ARTIFICIAL INTELLIGENCE IN SCHOOLS: WHERE’S THE HUMANITY?
SATURDAY 2 NOVEMBER, 10:00—11:30, FROBISHER
Chair: Harley Richardson
Several years ago the English Department at my school taught the Year 9’s a short story by E. M Forster called ‘The Machine Stops’. In this rather bleak vision of humanity, Forster created a world where all humans live underground in separate, isolated pods. They are entertained by fifteen minute lectures which are drip fed to them by the machine. Then, as the title suggests, the machine stops; the two main characters, a mother and her son, are forced to face up to what is left of them when there is no longer a machine to provide meaning. Supposing, in an education system that relies on AI, the machine stops? Even if it doesn't stop, what do people really know without the aid of machines?
I thought of this short story during this Battle of Ideas debate. I am reading, more and more, about how AI will eventually take a prominent place in teaching and learning within schools. The role of the teacher will be reduced to standing over teenagers reminding them to concentrate on a screen. And what will these machine resources be like? I read one description of a child, struggling with conjugating verbs for instance, completing quiz question after quiz question, via a computer, until he has mastered it. The idea of the machine then would presumably be to understand where the gaps are in the child’s learning and plug those weaknesses with pertinent tasks or questions. I am promised that this technology is coming – when rather than if.
Donald Clark described AI as an idiot savant: capable of rfficiency in one particular area. AI is competence without comprehension. So what can it do competently in the classroom? According to Clark, it is ridiculous when schools spend twenty minutes a day on registers when face recognition technology could do the job instead. There is considerable potential for AI to detect learning conditions such as autism. Moreover, we are all biased, and therefore computers can be used to make decisions in a way that will eradicate bias.
In terms of the ‘dumb stuff’ Carla Aerts agreed: let AI do the things that are routine and simply take up teachers’ time. In addition it does have a role in special educational needs in helping to identify an individual’s specific learning requirements. The operative word is help, and the impression from Carla Aerts, more than Donald Clark, was that AI needs to be employed in a way that assists but does not direct educational decisions. In any case she pointed out, where’s the humanity in education now? This was a point that resonated since the demands to get students through testing can make teachers rather robotic.
highly sensitive data
Jen Persson, a campaigner on the fair use of data, opened with an anecdote straight out of a science fiction nightmare. Using a school computer, a seventeen year old girl had been writing a highly personal letter to her mother. The school’s safeguarding software was able to detect that fact that the girl was telling her mother she had been raped. In the event, the school knew about the allegation before the girl’s mother did. The problem with technology that records student activity is that it will inevitably store highly sensitive data. What should it do with such data, and are schools aware of the implications? Aside from this ethical problem there is a pedagogical one: who gets to decide what the students should know, courtesy of new learning technologies? Of course, this is a discussion that occurs even without AI. It may be the case that AI, depending on who designs it, might take curriculum decisions out of the hands of educators. In the meantime, education's preoccupation with mental well-being means that computers can be used to survey mental health quickly. Some audience members were unimpressed with the idea of any technology fostering mental well-being initiatives. Perhaps there is just too much focus on mental health.

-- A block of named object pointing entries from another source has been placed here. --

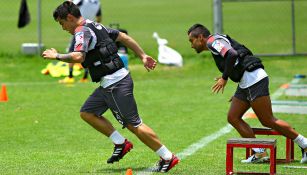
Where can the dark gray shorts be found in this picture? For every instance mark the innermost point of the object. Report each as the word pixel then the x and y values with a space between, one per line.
pixel 118 98
pixel 249 94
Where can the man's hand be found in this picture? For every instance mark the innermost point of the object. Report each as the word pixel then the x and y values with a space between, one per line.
pixel 50 54
pixel 219 85
pixel 149 62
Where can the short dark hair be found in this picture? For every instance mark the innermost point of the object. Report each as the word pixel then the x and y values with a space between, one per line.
pixel 198 29
pixel 66 8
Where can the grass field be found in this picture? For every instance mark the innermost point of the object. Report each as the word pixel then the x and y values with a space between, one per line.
pixel 40 128
pixel 42 133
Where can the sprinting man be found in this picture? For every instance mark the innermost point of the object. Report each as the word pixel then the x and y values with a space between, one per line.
pixel 237 62
pixel 90 9
pixel 95 49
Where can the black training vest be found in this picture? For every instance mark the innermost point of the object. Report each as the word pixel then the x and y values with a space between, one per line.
pixel 103 59
pixel 246 60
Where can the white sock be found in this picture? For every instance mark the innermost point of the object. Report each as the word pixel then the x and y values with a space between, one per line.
pixel 301 141
pixel 164 153
pixel 259 150
pixel 117 138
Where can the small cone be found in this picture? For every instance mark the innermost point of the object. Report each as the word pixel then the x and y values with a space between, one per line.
pixel 129 171
pixel 3 95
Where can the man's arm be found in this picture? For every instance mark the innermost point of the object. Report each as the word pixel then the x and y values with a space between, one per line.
pixel 148 61
pixel 72 57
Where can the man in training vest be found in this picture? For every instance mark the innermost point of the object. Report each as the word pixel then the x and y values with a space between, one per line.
pixel 95 48
pixel 237 62
pixel 90 9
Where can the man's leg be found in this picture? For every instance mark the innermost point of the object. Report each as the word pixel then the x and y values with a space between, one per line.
pixel 237 109
pixel 263 109
pixel 150 138
pixel 104 126
pixel 146 135
pixel 101 124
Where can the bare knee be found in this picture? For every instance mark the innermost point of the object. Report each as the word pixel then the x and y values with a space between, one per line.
pixel 233 119
pixel 270 123
pixel 85 115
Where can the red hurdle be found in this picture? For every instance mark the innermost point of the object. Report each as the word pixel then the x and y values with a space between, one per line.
pixel 269 131
pixel 250 143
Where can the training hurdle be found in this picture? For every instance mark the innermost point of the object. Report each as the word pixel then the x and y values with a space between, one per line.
pixel 269 131
pixel 250 143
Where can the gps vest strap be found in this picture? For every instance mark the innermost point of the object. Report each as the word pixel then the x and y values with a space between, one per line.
pixel 246 60
pixel 103 59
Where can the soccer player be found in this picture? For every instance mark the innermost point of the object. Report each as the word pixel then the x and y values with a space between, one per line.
pixel 90 9
pixel 236 62
pixel 95 49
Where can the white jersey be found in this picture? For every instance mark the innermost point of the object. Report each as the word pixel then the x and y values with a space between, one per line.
pixel 88 8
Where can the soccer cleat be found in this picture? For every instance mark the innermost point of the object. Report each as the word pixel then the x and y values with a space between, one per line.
pixel 304 155
pixel 83 80
pixel 67 80
pixel 164 166
pixel 120 151
pixel 256 158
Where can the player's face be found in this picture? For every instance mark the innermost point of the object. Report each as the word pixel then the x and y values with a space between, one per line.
pixel 197 43
pixel 68 25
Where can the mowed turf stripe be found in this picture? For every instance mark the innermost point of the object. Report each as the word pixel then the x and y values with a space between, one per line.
pixel 190 150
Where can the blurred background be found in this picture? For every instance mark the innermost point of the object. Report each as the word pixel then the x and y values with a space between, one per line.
pixel 267 26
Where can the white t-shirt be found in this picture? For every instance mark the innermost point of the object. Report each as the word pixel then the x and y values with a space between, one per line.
pixel 250 78
pixel 88 8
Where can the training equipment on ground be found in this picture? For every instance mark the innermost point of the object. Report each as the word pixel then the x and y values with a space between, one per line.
pixel 164 166
pixel 250 143
pixel 3 95
pixel 289 144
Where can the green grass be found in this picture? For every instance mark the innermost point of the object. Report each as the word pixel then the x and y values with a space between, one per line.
pixel 42 133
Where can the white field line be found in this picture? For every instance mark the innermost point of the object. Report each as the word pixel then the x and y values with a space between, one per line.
pixel 190 150
pixel 37 83
pixel 296 167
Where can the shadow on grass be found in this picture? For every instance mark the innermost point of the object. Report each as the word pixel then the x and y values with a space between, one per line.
pixel 114 170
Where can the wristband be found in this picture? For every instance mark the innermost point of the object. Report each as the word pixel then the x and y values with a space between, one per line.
pixel 57 57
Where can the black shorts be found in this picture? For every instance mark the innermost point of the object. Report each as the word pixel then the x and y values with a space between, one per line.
pixel 249 94
pixel 117 97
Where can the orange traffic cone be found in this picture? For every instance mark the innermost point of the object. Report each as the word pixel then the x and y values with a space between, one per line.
pixel 3 95
pixel 129 171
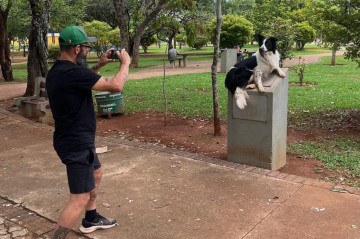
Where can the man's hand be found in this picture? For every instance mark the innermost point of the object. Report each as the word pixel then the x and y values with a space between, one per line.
pixel 123 57
pixel 104 59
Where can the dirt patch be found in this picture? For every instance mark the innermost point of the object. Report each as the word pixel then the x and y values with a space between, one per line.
pixel 196 135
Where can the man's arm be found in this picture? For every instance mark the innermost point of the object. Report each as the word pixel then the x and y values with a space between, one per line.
pixel 117 82
pixel 104 59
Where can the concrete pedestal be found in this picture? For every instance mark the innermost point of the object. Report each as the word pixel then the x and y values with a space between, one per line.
pixel 228 59
pixel 257 134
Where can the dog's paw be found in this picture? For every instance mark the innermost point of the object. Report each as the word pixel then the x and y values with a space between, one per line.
pixel 241 104
pixel 261 89
pixel 251 86
pixel 282 74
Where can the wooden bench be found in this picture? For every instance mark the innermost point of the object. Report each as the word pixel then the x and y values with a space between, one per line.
pixel 186 54
pixel 180 60
pixel 37 106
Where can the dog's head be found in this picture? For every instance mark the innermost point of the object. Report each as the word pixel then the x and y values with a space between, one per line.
pixel 266 44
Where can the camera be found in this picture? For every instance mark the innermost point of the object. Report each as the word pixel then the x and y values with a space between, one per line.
pixel 113 53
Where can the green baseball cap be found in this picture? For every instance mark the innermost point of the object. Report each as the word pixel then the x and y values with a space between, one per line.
pixel 74 35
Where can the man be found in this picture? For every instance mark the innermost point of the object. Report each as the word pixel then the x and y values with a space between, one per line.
pixel 172 55
pixel 69 84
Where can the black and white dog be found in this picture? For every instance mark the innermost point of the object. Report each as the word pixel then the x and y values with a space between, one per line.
pixel 253 69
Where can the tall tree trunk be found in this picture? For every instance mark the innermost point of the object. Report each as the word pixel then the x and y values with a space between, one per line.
pixel 5 59
pixel 122 19
pixel 217 126
pixel 38 50
pixel 333 54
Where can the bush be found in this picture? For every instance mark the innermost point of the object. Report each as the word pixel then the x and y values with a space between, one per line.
pixel 53 52
pixel 235 31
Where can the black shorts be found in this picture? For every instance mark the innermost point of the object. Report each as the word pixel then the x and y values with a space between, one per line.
pixel 80 166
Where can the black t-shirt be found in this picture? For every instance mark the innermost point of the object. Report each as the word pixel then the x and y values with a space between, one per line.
pixel 69 90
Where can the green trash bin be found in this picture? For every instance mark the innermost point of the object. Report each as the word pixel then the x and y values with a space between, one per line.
pixel 109 103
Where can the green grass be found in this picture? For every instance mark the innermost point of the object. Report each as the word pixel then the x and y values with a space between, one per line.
pixel 334 88
pixel 339 153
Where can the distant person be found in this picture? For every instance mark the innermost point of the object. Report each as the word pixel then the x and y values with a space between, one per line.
pixel 69 85
pixel 239 53
pixel 172 55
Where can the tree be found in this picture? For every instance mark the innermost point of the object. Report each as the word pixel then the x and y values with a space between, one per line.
pixel 217 126
pixel 304 33
pixel 238 7
pixel 134 18
pixel 333 31
pixel 19 23
pixel 196 33
pixel 37 60
pixel 235 31
pixel 282 30
pixel 105 35
pixel 5 60
pixel 100 10
pixel 64 13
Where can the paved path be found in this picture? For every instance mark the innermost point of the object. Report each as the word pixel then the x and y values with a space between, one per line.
pixel 162 193
pixel 10 90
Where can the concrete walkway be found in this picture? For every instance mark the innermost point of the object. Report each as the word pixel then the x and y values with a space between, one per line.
pixel 162 193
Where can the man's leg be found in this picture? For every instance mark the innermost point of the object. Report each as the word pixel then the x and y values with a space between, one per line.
pixel 70 214
pixel 91 205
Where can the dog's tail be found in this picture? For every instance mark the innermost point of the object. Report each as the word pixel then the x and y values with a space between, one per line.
pixel 240 98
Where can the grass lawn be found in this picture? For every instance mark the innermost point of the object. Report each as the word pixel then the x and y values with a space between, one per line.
pixel 334 91
pixel 331 93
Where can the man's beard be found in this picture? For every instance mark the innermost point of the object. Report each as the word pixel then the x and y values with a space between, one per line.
pixel 81 59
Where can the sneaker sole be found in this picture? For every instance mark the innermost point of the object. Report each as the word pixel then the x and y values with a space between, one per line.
pixel 94 228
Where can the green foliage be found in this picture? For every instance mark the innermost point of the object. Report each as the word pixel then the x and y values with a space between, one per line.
pixel 238 7
pixel 64 13
pixel 300 69
pixel 53 52
pixel 304 33
pixel 336 153
pixel 196 35
pixel 100 10
pixel 105 35
pixel 283 31
pixel 235 30
pixel 19 20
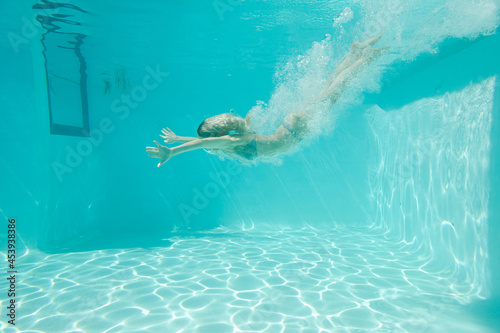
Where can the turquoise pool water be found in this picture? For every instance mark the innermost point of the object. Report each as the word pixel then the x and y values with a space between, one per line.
pixel 384 219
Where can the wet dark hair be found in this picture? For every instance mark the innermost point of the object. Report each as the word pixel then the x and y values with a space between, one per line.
pixel 219 125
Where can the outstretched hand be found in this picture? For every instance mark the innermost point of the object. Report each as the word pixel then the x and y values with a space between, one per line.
pixel 168 135
pixel 161 152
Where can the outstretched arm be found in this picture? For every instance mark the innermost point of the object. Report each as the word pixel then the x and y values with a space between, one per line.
pixel 171 137
pixel 164 153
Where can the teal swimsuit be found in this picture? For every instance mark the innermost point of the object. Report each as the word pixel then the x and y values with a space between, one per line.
pixel 288 125
pixel 249 151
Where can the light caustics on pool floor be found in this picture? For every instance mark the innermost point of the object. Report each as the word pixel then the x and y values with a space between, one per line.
pixel 287 280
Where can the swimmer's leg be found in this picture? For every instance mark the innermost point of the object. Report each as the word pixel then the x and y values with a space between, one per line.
pixel 341 82
pixel 354 55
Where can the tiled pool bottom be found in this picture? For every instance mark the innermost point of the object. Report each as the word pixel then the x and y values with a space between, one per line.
pixel 247 281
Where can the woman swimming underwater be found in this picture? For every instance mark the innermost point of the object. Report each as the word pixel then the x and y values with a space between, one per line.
pixel 231 133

In an informative opening, Gareth Sturdy said that what is called AI is actually machine learning. In fact AI is machine learning dressed up to make a buck. The Turing Test was an attempt to investigate whether a machine could pass itself off as human in a game. This was considered further by John Searle, who suggested that a machine could imitate a Chinese speaker by simply following a set of rules, without actually understanding Chinese. Machines, at least in the twentieth century, are not capable of strong AI. It is possible for machines to manipulate symbols without understanding them. Sturdy’s argument challenged any belief that AI is coming to get teachers’ jobs. Their presence will be limited to supportive roles, and in the case of face recognition, Sturdy pointed out that teachers should take the registers because they can engage with the body language of the arriving students in a way that face recognition technology cannot.
I have been suspicious of the idea of AI, or machine learning, as a successful substitute for a teacher. If I want to understand King Lear, what can a machine do to address my confusions or extend understanding? In other words, how can a machine help to access higher forms of learning? It may transpire that children would prefer a human who can understand their problems on a level that does not simply involve posing quiz questions. One audience member expressed the difference between competence and understanding. A learner might be able to answer questions in a competent way, but that does not mean that the learner has a comprehensive understanding.
The clarification of the distinction between machine learning and understanding is an important one. If education succumbs to a series of ‘AI’ machines expecting them to make a huge difference to results they might be surprised. That said, the technology could facilitate processes of education in a way that saves time and labour. As the rugby final literally kicked off in Japan, and the white privilege debate metaphorically kicked off nearby, this was one of the more cerebral discussions at the Battle of Ideas.